The Novation Impulse 25 USB MIDI controller keyboard is a super advanced bit of tech and we would recommend it for a lot of different use cases. At around £150 GBP / £200 US, it is really competitively priced – in fact, the software that is included in the bundle is probably worth more than that on its own. But beyond the cost and software, the keyboard itself is really functional. As we outlined above, Novation have worked really hard to make sure that the device captures the full spectrum of a performance and that allows you to create some really incredible sounds for your performances or recordings.
One thing to highlight is the size and portability vs the functionality. If you are performing live, it can be tempting to opt for the 25 note option because it is so compact and lightweight. However, the 61 and 49 key versions of the Novation Impulse not only have more faders that you can play with and assign, but they also have more than two octaves for you to play. For those musicians who create pieces of work where you layer your sounds, adding rhythm, bass, harmony and melody separately, this is probably not an issue.
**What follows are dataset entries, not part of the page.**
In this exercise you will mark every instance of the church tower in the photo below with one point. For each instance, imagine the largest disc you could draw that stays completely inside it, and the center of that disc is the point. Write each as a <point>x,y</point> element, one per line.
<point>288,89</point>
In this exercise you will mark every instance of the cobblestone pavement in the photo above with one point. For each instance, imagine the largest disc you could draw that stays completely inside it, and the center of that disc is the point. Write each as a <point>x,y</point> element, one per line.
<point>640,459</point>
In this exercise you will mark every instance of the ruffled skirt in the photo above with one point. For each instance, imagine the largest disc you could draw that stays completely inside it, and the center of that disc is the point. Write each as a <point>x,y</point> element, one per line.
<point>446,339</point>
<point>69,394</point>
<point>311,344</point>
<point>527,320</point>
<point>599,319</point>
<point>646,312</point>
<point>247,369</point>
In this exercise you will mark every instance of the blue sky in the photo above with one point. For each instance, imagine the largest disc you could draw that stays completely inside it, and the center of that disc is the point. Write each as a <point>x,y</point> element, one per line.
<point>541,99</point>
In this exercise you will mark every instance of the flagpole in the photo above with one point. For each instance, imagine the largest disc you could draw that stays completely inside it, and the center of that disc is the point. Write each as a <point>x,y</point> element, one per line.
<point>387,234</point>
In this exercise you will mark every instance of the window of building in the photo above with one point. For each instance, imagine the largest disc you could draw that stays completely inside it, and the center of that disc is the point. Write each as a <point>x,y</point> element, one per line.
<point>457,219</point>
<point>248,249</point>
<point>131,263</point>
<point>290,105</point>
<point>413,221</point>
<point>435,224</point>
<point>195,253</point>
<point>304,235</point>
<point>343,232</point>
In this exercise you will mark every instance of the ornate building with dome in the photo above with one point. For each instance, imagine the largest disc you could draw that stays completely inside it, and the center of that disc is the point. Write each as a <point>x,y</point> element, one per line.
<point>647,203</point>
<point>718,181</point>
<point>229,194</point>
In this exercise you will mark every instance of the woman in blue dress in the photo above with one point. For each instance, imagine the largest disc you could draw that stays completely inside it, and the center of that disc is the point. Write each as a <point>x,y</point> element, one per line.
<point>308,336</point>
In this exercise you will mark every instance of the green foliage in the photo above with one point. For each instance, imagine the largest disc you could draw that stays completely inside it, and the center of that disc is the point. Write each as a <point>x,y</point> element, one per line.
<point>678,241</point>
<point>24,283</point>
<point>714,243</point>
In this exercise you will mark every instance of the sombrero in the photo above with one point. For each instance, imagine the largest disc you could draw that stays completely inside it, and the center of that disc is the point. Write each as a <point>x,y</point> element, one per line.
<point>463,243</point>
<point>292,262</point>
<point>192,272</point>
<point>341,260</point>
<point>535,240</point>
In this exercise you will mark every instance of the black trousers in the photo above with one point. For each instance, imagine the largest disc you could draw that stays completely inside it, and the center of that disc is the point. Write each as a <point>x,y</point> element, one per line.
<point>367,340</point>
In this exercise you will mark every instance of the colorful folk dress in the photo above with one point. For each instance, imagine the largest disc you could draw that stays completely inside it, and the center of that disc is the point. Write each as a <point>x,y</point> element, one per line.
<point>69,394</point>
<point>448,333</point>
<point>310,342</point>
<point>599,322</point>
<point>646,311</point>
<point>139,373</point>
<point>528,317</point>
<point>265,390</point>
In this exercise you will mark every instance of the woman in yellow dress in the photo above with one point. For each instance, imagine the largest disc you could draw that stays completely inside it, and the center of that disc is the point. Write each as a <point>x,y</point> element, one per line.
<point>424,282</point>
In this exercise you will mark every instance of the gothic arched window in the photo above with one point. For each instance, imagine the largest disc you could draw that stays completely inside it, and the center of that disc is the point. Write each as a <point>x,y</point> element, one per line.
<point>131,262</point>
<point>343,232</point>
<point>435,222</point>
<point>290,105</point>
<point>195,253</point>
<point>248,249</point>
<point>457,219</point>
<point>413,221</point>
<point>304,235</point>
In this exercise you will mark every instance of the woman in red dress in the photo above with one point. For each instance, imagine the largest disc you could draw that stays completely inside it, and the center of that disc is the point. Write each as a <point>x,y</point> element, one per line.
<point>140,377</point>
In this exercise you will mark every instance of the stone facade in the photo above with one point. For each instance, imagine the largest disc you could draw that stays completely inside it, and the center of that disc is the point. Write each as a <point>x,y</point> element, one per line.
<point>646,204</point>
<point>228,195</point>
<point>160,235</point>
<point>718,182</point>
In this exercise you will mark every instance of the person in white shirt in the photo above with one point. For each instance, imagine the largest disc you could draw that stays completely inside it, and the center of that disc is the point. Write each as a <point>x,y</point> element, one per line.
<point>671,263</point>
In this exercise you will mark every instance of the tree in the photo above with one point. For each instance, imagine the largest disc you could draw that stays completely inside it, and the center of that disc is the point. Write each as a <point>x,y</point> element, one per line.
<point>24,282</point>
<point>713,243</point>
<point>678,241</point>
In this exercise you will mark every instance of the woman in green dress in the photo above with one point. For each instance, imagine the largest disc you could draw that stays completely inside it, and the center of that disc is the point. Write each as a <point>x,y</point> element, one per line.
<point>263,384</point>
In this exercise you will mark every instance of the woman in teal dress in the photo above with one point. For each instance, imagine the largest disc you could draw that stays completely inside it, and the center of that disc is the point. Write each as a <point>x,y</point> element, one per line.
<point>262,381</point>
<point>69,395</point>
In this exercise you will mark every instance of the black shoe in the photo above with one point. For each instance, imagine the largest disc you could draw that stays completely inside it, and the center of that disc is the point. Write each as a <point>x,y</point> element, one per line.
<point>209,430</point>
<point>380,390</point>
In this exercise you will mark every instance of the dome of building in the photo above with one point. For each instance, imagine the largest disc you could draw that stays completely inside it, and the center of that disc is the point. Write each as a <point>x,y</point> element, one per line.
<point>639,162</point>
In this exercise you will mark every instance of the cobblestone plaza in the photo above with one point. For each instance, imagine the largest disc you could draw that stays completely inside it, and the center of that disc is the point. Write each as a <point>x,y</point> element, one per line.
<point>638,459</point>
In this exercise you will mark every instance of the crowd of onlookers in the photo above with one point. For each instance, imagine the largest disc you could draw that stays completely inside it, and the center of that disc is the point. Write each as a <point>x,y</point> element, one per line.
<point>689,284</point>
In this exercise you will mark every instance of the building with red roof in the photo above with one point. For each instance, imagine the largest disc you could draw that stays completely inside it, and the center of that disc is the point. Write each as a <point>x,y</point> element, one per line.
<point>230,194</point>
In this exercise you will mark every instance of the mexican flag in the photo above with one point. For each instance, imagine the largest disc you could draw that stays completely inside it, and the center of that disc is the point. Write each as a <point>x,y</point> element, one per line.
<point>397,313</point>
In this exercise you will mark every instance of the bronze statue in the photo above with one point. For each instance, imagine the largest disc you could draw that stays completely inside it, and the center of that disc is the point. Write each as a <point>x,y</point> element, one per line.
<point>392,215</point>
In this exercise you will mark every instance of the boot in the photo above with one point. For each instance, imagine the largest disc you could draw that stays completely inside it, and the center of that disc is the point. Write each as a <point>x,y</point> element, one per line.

You have the Octave Up and Octave Down buttons on the device so you can easily add in low and high parts – it’s just that doing both low and high simultaneously could be a slight challenge live. In a recording studio environment, it’s no problem to work on the bass and treble parts separately – however, if you want to be able to play full keys parts – having the ability to play across more octaves and having the additional 8 Faders at your fingertips might prove to be useful.
If you are looking for something to work on for a portable studio or small space or even something to allow you to put together performances with a software like Ableton Live or Mainstage – this is a fantastic product at a great price.